Standardized noninvasive plaque quantification from CTA using scan-specific thresholds correlates highly with IVUS. Use of a < 45-HU threshold for LDNCP quantification improves lipid-rich plaque assessment from CTA.

KEY POINTS

• Standardized scan-specific threshold-based plaque quantification from coronary CT angiography provides an accurate total plaque volume measurement compared with intravascular ultrasound. • Attenuation histogram-based low-density non-calcified plaque quantification can improve lipid-rich plaque assessment from coronary CT angiography.

摘要

目的

我们旨在评估冠状动脉 CT 血管造影(CTA)中标准化总斑块体积(TPV)测量和低衰减非钙化斑块(LDNCP)评估的准确性,并与血管内超声(IVUS)进行比较。

方法

我们分析了 77 例连续患者的 118 个无广泛钙化斑块,这些患者在接受 IVUS 检查前均进行了 CTA。
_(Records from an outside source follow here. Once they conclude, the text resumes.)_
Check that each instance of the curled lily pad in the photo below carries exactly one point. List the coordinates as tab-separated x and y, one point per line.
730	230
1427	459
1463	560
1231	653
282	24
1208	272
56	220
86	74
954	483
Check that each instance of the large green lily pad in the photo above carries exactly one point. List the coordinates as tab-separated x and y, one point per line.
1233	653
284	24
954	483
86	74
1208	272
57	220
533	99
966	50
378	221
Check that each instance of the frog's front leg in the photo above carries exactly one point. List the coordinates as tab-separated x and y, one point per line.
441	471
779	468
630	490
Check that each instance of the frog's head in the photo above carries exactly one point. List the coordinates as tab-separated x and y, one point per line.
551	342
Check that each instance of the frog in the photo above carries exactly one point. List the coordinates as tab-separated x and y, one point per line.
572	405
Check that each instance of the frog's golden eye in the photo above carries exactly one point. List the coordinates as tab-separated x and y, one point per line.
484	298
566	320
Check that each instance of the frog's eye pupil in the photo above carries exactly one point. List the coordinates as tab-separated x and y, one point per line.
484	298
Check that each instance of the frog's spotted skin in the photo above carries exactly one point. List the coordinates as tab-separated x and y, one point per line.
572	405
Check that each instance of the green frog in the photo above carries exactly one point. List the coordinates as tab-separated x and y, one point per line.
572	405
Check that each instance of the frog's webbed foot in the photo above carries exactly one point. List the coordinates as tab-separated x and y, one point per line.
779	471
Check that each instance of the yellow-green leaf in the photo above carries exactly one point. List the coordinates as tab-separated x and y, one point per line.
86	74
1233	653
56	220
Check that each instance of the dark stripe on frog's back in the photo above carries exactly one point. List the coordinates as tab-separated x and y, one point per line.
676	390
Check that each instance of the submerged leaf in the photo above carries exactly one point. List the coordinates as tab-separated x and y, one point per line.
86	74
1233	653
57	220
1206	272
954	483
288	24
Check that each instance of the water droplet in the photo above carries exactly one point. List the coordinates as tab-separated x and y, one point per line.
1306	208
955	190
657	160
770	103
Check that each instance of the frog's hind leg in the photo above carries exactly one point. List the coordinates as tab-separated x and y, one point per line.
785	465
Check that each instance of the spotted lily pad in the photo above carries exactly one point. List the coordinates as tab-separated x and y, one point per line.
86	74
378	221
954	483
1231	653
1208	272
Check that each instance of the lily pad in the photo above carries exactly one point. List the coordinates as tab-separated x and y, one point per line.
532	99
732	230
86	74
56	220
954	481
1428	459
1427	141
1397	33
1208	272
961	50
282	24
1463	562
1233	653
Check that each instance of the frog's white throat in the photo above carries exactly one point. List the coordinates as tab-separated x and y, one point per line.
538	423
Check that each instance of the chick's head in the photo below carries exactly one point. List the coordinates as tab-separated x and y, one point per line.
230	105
使用半自动软件对 CTA TPV 进行测量,比较了两种扫描特异性(自动源自扫描)和固定衰减阈值。在 CTA 中,根据斑块内多个 LDNCP 阈值(30、45、60、75 和 90 亨氏单位 [HU])计算 LDNCP 的百分比。在 IVUS 上,通过回声衰减识别富含脂质的成分,并使用基于衰减弧(1 = <90°;2 = 90-180°;3 = 180-270°;4 = 270-360°)的衰减分数(总和分数/分析长度)测量其大小,每 1mm 测量一次。

结果

使用扫描特异性阈值的 CTA 与 IVUS 之间的 TPV 高度相关(r = 0.943,p < 0.001),无显著差异(2.6mm,p = 0.270)。这些关系在钙化模式(最大 IVUS 钙弧为 0°、<90°或≥90°)中仍然存在。与扫描特异性阈值相比,固定阈值低估了 TPV(-22.0mm,p < 0.001),与 IVUS 的相关性更差(p < 0.001)。45-HU 截断值可用于识别富含脂质的成分,曲线下面积为 0.878 与 <30 HU 的 0.840(p = 0.023),相应的 %LDNCP 与富含脂质的成分大小具有最强的相关性(r = 0.691,p < 0.001)。

结论

使用扫描特异性阈值的冠状动脉 CTA 标准化非侵入性斑块定量与 IVUS 高度相关。使用 <45-HU 阈值进行 LDNCP 定量可改善 CTA 对富含脂质斑块的评估。

关键点

  • 与血管内超声相比,基于冠状动脉 CT 血管造影的标准化扫描特异性阈值斑块定量可提供准确的总斑块体积测量。

  • 基于衰减直方图的低衰减非钙化斑块定量可改善冠状动脉 CT 血管造影中富含脂质斑块的评估。